To demonstrate the superiority of the proposed scheme, we compared the proposed scheme to recent image authentication schemes [14, 18,19,20]. In Table 1, in addition to five above mentioned images, five more general grayscale test images, i.e., Baboon, GoldHill, House, Sailboat, Elaine, are tested to further evaluate the effectiveness of the proposed scheme. It can be seen in Table 1 that first column shows different techniques are applied for either fragile or semi fragile watermarking algorithm. Subsequently performance evaluation matrices such as average PSNR of watermarked images, similarity between the refined detected image and the tampered image and localization capacity are compared. The proposed scheme obtained average PSNR = 84 dB, NCC = 0.893, very high efficiency of tamper detection /localization. The schemes proposed by other authors achieved good PSNR, but the average PSNR obtained by the proposed scheme is dramatically higher than those of other four schemes. All algorithms are able to locate tamper but Tiwari et al.’s scheme [20] obtained the highest average NCC among five schemes. However, the average NCC of the proposed scheme is still better than other three schemes [14, 18, 19]. Moreover, average execution time is measured while all computing was performed on a computer with Intel i3 processor @ 1.7 GHz, 4GB DDR RAM and Windows 10 OS. In the Table 1, the average execution times required by our scheme and the four existing schemes [14, 18,19,20] are presented. Obviously, Tiwari et al.’s scheme [20] requires the highest computation time, followed by the proposed scheme, Shojanazeri et al.’s scheme [18], Singh et al.’s scheme [19], and then Peng et al.’s scheme [14]. Tiwari et al.’s scheme is the worst one. This is because Tiwari et al.’s scheme takes much more time than others for two stage VQ coding. However, overall proposed algorithm is having superiority in terms of imperceptibility, exact extraction of embedded watermark, high accuracy in tamper detection.

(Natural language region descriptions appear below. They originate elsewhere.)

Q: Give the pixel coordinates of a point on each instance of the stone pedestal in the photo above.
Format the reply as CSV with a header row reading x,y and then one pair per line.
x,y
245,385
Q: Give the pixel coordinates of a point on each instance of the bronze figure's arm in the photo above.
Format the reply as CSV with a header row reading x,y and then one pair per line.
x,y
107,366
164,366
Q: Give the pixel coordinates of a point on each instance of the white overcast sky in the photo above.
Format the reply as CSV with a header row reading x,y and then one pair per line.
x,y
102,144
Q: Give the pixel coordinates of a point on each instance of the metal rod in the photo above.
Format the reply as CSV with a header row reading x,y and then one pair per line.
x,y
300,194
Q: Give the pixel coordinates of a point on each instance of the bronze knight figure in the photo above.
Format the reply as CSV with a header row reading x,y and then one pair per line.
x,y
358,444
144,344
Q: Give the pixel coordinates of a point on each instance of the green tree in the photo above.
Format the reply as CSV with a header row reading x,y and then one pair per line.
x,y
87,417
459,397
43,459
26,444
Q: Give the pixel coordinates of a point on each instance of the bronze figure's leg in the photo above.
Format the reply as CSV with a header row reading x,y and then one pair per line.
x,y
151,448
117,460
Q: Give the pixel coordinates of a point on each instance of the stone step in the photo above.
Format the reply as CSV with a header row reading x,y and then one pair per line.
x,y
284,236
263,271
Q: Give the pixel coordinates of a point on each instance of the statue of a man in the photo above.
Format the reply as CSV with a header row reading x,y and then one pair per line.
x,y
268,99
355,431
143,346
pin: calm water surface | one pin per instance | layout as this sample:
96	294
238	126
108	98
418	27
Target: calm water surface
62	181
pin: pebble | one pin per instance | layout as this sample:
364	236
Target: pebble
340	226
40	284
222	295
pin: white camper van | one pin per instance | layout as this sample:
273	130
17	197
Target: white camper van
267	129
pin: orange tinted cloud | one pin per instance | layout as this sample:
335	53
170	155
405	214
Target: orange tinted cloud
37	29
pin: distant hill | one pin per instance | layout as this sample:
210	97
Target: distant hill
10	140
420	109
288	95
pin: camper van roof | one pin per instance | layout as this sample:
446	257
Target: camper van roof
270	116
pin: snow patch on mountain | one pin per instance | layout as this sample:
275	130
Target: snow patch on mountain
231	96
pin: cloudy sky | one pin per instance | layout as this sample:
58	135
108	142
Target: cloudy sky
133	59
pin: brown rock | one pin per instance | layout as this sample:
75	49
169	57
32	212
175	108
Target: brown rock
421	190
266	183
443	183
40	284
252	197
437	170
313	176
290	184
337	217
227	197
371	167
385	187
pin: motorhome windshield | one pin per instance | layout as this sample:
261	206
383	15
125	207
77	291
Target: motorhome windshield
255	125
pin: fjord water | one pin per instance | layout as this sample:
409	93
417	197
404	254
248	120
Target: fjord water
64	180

Table 1 Performance comparison of the proposed scheme with four recent image authentication schemes [14, 18,19,20]

4 Conclusions

A novel fragile watermarking scheme for image authentication was proposed in this paper. The advantages of using the DWT, SVD, and DCT algorithms were explored to select the features coefficients. Then, the authentication code was generated and embedded in these features using the QIM technique. The Gram-Schmidt process was used to adjust these coefficients to ensure that the embedded authentication code was extracted exactly. The experimental results indicated that the proposed scheme provided highly accurate tamper detection under different attacks, i.e., direct cropping and object insertion attacks. In addition, the proposed scheme achieved watermarked images with dramatically high visual quality while maintaining the high accuracy of tamper detection.